Era uma vez, faz muito, muito
tempo, um castelo encantando, perdido no meio de altas verduras e céus
coloridos onde viviam todas as espécies de criaturas mágicas que a uns olhos
desprovidos de imaginação eram apenas histórias.
Era assim que a criança me
começava por contar aquilo que ela jurava não ser mais uma história mas um
lugar imutável no tempo. Ainda hoje me sento a ouvir a criança porque há dias
em que a sua falta começa a pesar.
A criança tem, no entanto, razão.
Essa vila erguida no alto é a
minha primeira recordação do lugar místico em que procurava viver. A sua
descoberta, ao longo de todas as visitas, pareceu-me sempre um retorno a uma
casa maior onde para além de largas pedras anciãs eu via a magia que faltava no
quotidiano empobrecido de beleza pelas altas casas brancas e pelo alcatrão
negro adjacente.
Sempre que os meus pés, ainda pequenos, ultrapassavam o arco de entrada era como se pelo contrário uma larga travessia tivesse tido lugar. Uma travessia que havia atravessado as brumas trazidas pelos ventos do rio que beijava os pés da Deusa.
E a Deusa respirava naquelas ruas, suspirava naquelas ruas –
nas suas encruzilhadas e compridas inclinações – sempre ao ritmo lento das
danças naturais pois que a música provinha apenas da vida sustida entre as
paredes e o teto azulado do vilarejo.
Aos saltinhos curtos e corridas animadas encontrava sempre
um esconderijo onde me perder. Uma gruta colorida apetrechada de água escura e
misteriosa escondia os inúmeros monstros que guardavam as passagens para outros
mundos – mundos esses a que ninguém devia ir, pois que o mundo onde se
encontravam era já poderoso o suficiente. Uma arena redonda, ou um quanto oval,
quem sabe o círculo onde moravam as fadas que espalhavam no infinito avistado
das grandes torres os amarelos e laranjas que em ondas e remoinhos se
misturavam com o azul profundo que se despedia de mais um dia. Um poço no
centro da praça principal que concedia desejos e cuja água conferia milagres,
que era tão fundo que tocava os confins do mundo.
Lembras-te? – pergunta-me a
criança; eu sento-me e no meio da azáfama lembro-me devagar para poder saborear
cada momento da minha terra mágica.
Cada despedida sabia-me no peito como o regresso ao mundo
paralelo sem graça que eu tinha de suportar para me ser concedida a graça de
voltar a atravessar as brumas. – Tudo era uma demanda.
Ao chegar a casa entretinha-me
ainda a imaginar quantas danças teriam lugar pela noite. Quantos raios de lua
seriam necessários para que aqueles que ficavam lá se sentissem perto o
suficiente da Deusa. Quantas as luzes e os cânticos e os banquetes se fariam
nas frestas das pedras que formavam aqueles lugar e convencia-me, sorrindo, que
eram muitos e que ninguém os sabia porque ninguém detinha o que era preciso no
olhar.
O que era preciso era a memória da criança que nunca se
esqueceu ou separou realmente daquele lugar. – guarda a sua Avalon como Artur
guardaria a sua Excalibur e isso parece ser o suficiente.
Hoje, ao calcorrear as esquinas
da vila, sei que ela cresceu no mesmo passo que a criança. – A vila parece mais
uma senhora imponente: a Deusa da criança materializada ao expoente da beleza
nos seus quatro elementos naturais. Uma mulher de cabelos longos e roupas
escuras e duras cujos pés dividem o pequeno mar que em frente a si se estende.
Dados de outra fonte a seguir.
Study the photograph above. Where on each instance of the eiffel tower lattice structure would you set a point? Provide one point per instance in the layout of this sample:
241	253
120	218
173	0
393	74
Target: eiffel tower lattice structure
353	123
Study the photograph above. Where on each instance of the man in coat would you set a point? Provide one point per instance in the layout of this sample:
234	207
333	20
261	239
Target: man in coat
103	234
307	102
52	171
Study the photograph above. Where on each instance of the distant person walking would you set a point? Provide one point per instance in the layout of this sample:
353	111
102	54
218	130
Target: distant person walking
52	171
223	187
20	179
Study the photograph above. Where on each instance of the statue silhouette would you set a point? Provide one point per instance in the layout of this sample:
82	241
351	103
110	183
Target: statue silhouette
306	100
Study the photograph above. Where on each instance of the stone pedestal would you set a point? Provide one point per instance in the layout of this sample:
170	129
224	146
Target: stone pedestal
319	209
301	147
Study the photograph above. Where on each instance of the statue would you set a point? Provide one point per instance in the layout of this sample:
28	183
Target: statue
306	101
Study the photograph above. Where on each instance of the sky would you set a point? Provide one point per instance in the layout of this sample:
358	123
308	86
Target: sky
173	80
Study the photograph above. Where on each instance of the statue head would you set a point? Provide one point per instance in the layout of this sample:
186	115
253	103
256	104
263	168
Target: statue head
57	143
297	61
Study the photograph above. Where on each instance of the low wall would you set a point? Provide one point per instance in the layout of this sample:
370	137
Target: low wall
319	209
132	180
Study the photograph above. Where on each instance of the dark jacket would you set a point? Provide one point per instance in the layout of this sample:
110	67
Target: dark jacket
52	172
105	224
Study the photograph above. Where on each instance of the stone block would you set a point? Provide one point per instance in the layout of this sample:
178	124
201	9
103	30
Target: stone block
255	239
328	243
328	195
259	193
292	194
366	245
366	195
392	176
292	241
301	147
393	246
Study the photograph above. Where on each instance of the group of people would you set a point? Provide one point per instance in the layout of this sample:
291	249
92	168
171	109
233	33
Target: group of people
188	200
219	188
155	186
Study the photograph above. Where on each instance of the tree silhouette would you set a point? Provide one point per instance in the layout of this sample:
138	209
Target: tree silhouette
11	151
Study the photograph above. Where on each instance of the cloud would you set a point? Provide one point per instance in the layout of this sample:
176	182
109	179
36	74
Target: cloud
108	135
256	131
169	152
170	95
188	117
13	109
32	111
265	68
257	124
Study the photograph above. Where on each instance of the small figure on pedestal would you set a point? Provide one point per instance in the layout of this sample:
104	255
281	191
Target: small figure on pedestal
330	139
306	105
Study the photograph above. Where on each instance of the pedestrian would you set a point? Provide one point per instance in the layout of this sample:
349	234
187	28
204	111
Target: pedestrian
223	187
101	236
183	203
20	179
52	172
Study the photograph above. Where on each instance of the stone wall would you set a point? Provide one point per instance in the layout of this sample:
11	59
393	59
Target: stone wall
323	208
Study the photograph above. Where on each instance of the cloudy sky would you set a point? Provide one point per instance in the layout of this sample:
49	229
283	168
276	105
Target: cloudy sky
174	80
Uma feiticeira que sopra ventos ferozes e me levanta os cabelos ou cuja mão
dourada acaricia os seus caminhos e me doira a pele.
Acima de tudo, uma mulher silenciosa que me deixa espaço
para ser a criança novamente. Apetrechada da sua memória e da sua visão.
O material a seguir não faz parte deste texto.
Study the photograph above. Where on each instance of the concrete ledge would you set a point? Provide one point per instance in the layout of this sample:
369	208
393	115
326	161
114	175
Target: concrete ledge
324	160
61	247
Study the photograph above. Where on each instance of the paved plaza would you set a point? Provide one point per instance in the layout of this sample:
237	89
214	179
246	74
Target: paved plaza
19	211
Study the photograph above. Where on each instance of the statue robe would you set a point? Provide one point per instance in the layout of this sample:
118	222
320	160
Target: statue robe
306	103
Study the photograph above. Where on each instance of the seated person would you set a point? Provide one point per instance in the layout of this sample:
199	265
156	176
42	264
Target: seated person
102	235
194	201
A memória da criança vive enquanto a sua Avalon viver – e aí o carinho pela vila escondida lá no alto. Isto não foi a criança que me disse. Foi cada memória de mim mesma encerrada em Monsaraz, como amiga e guardiã que cresceu e me deixou crescer.
A criança, se pudesse falar,
diria apenas que ao pôr-do-sol, e se vires com atenção, as fadas saem para
dançar e a Deusa, deliciada, as aplaude prosperando em alegria.